Одна эта фраза стоит того, чтобы выбрать то, что я выбрала. Он помнит о моих предпочтениях, и ему не все равно. Как легко быть счастливой, когда обретаешь способность ценить жизнь в мелочах.

— Может быть, я преследую свой интерес. Если мне станет страшно, я смогу к тебе прижаться, и это будет выглядеть естественно.

Странно, что именно сейчас, когда между нами все настолько сложно, я испытываю потребность шутить. Кажется, это что-то вроде защитной реакции, способ адаптироваться к произошедшим изменениям. Так, как раньше не получается, и мой подсознание ищет другой путь растопить лед. Почти безрезультатно, потому что Мирон не улыбается. Раньше бы он наверняка смеялся.

Триллер оказывается не настолько мистическим и пугающим, насколько мне хотелось. Я была бы рада вцепиться в руку Мирона, но накал происходящего на экране этого сделать не позволяет, а фальшивить я не хочу.

В кинотеатре малолюдно, на нашем ряду и вовсе никого. В счастливом прошлом я бы давно перестала смотреть фильм и, воспользовавшись темнотой, делала Мирону минет. В суровом настоящем мы даже не можем друг к другу прикоснуться.

— Как тебе кино? — спрашиваю, когда мы выходим в ярко-освещенный вестибюль.

— На троечку. Нулевая интрига, сюжет высосан из пальца. А тебе?

— Твердая двойка. В следующий раз выбираешь ты.

Взгляд Мирона застывает на моем лице, и я осекаюсь. Нет никаких гарантий, что будет следующий раз.

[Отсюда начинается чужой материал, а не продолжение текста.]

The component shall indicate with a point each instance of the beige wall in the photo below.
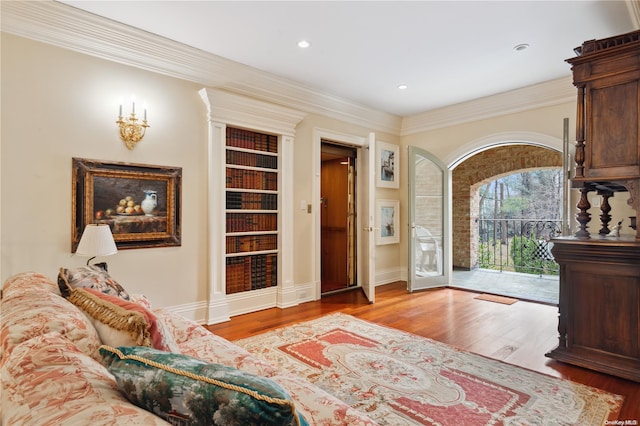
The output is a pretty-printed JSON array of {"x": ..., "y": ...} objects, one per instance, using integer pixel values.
[{"x": 58, "y": 104}]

— Тебе взять что-нибудь в баре? Хочу купить воду.

Я отвожу глаза, мотаю головой.

— Ничего не нужно. Я тебя здесь подожду.

Мирон идет к освещенной стойке со снэками и попкорном, занимает очередь за двумя парнями. Высокий, уверенный, красивый. Я просто не имею право его потерять.

— Извините, — незнакомый мужской голос, раздавшийся справа, заставляет меня вздрогнуть. — Не подскажете, где находятся кассы?

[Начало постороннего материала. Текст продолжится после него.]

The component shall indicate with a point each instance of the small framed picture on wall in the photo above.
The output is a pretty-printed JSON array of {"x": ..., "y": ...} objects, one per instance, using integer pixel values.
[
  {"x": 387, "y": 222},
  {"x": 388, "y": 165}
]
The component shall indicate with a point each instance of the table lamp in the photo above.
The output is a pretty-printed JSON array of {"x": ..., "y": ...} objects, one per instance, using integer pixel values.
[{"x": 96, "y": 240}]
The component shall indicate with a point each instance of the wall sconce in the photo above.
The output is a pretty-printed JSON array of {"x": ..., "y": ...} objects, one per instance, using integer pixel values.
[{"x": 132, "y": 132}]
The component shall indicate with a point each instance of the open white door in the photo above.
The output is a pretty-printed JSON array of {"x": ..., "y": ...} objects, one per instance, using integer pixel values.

— Да, конечно, — отвечаю после секундной запинки. — Прямо, за вторым поворотом, налево.

Парень мне улыбается, пожалуй, слишком широко для простой благодарности, после чего уходит. Я вновь смотрю в сторону бара и ловлю на себе взгляд Мирона.

— Я не знаю этого парня… — выпаливаю, когда он возвращается с двумя стеклянными «Перье» в руках. — Он просто подошел спросить, где найти кассы.

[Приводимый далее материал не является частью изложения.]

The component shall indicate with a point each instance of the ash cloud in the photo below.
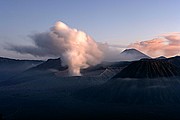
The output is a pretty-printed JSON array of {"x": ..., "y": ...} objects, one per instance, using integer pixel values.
[
  {"x": 167, "y": 45},
  {"x": 77, "y": 49}
]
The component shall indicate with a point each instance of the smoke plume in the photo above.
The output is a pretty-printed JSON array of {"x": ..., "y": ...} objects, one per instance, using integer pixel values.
[
  {"x": 167, "y": 45},
  {"x": 76, "y": 48}
]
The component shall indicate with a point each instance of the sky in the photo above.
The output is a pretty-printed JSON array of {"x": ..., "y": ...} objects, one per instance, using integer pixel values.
[{"x": 116, "y": 22}]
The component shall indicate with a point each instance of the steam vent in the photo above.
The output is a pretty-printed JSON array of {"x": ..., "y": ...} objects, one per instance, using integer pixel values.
[{"x": 149, "y": 68}]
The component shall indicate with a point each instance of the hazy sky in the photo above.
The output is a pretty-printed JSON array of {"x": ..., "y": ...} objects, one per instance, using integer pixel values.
[{"x": 119, "y": 22}]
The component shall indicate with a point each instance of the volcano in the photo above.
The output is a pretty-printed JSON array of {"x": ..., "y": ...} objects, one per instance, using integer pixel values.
[
  {"x": 149, "y": 68},
  {"x": 132, "y": 54}
]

Мирон откупоривает крышку, протягивает одну бутылку мне.

— А я разве что-нибудь тебе сказал?

— Нет. Но ты мог подумать.

Мирон ничего не отвечает, и до парковки мы идем в тишине. Возле машины он останавливается, однако, дверь открывать не спешит. Я застываю, потому что чувствую, что сейчас он начнет говорить.

— Я позвонил тебе в тот день и предложил увидеться, потому что принял для себя решение попробовать заново. Это был не мимолетный порыв, о котором я пожалел, вернувшись домой. Шарахаться туда-сюда как маятник — это, как минимум, безответственно по отношению к нам обоим. То, что мы сейчас находимся здесь — это мое взвешенное решение. Оно не гарантирует положительный результат, потому что мы оба пробуем. Я никогда не был одержимым собственником, готовым бросится на каждого, кто на тебя посмотрит. Это моя зона комфорта, которую я не планирую менять. Я много времени провожу на работе, и если мне придется то и дело представлять, что моей девушке в этот момент оказывают внимание другие парни — о комфорте и душевном спокойствии можно забыть. Мне это не нужно, потому что я привык доверять тем, кого подпускаю к себе близко. Сейчас я задаюсь вопросом: быть может, этого тебе не хватало — моей ревности? Может быть, ты принимала мое доверие за равнодушие?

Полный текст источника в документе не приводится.